Microwave flash sintering of metal powders: From experimental evidence to multiphysics simulation

TL;DR

This paper introduces a microwave flash sintering method for metals, demonstrating rapid densification of Ti-6Al-4V powder through experimental and multiphysics simulation, revealing resonance effects as key to the process.

Contribution

It presents the first microwave flash sintering technique for metals and develops a multiphysics model explaining the resonance-driven thermal runaway.

Findings

Rapid (60 s) sintering of Ti-6Al-4V achieved experimentally.

Simulation accurately predicts microwave distribution and densification.

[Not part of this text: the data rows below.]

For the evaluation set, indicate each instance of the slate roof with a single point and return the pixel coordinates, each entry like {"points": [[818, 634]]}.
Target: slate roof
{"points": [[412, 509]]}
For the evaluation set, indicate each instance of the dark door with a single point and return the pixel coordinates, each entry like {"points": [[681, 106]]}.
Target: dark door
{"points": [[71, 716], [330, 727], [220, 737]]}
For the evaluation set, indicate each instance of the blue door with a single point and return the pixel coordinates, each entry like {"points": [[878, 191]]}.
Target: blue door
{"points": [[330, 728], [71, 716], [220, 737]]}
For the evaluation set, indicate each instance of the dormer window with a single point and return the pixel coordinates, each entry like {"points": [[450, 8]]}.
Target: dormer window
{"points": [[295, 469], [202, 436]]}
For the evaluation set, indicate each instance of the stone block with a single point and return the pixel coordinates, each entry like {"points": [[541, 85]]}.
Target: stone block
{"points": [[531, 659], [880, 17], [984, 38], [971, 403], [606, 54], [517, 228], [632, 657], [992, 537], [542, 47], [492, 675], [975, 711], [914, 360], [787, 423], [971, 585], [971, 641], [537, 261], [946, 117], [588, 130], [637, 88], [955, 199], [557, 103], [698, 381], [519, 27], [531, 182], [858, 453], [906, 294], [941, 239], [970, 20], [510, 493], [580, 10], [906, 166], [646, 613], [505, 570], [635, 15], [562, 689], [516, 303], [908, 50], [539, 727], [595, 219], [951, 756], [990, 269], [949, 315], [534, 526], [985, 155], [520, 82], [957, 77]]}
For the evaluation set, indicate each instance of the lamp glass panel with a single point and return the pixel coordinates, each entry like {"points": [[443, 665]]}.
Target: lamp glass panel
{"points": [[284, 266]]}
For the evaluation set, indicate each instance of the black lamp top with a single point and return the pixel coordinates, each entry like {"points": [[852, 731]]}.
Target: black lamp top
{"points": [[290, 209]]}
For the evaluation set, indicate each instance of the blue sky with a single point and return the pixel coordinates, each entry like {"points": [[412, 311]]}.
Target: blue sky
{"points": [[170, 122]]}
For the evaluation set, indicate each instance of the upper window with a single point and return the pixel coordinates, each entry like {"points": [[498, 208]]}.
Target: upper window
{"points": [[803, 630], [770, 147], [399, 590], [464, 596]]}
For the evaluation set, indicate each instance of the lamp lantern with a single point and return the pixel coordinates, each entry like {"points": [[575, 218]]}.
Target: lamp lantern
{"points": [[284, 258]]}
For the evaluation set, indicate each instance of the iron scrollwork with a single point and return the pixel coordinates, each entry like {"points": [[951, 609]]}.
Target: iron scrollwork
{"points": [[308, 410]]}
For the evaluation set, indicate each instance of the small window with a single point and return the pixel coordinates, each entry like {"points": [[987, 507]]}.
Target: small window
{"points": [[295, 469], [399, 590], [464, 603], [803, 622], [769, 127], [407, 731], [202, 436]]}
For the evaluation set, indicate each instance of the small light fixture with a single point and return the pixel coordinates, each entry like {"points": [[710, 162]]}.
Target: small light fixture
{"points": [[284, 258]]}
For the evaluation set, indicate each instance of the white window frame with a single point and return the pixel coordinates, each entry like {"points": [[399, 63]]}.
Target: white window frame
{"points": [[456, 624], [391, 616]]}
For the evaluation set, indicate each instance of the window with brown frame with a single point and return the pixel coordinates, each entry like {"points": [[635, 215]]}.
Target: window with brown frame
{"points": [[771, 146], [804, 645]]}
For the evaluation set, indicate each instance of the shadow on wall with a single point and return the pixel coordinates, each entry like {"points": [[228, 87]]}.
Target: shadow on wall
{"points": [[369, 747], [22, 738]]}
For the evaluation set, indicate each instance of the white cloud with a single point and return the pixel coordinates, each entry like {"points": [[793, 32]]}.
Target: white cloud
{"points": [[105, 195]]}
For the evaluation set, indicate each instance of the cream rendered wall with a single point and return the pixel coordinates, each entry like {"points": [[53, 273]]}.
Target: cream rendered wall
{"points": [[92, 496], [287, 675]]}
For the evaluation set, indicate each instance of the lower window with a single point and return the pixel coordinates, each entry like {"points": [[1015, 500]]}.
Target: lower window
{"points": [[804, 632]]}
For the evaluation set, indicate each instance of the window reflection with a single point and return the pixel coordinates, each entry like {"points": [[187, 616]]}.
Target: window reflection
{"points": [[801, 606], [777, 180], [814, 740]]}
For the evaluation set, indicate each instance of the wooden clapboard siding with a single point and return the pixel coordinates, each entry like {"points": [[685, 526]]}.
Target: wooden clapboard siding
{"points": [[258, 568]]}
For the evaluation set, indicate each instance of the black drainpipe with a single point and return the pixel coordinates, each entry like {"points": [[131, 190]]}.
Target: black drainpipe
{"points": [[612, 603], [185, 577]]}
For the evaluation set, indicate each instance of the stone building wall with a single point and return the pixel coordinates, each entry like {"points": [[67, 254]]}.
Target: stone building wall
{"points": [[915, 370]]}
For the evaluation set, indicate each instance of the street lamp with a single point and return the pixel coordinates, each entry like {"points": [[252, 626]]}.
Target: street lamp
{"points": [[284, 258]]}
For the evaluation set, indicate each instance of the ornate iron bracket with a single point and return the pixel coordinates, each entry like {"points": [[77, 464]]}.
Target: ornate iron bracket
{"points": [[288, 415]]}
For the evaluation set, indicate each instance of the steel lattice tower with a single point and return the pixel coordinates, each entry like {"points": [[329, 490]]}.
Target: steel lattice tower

Microwave sintering significantly accelerates metal powder sintering kinetics.

Abstract

Flash sintering phenomena are predominantly associated with ceramics due to thermal runaway of their electric conductivity noticeably represented in materials such as zirconia or silicon carbide. Because of their high electric conductivity, flash sintering of metals is nearly inexistent. In this work, an original metal powder flash sintering method based on a microwave approach is presented. Within the developed approach, an unusually fast (60 s) thermal and sintering runaway of Ti-6Al-4V powder is experimentally revealed under microwave illumination. This phenomenon is simulated based on an electromagnetic-thermal-mechanical (EMTM) model. The developed multiphysics model reveals that the metal powder specimen's runaway does not result from its intrinsic material properties, but results from the resonance phenomenon thermally activated by the surrounding tooling material. The EMTM simulation predicts with a very good accuracy the microwave repartition and the resulting densification and powder specimen's shape distortions observed experimentally. The comparison of the microwave and conventional sintering kinetics indicates an important acceleration of the sintering behavior under microwave heating. The developed sintering approach has a potential of the implementation for time-effective mass production of small metal parts.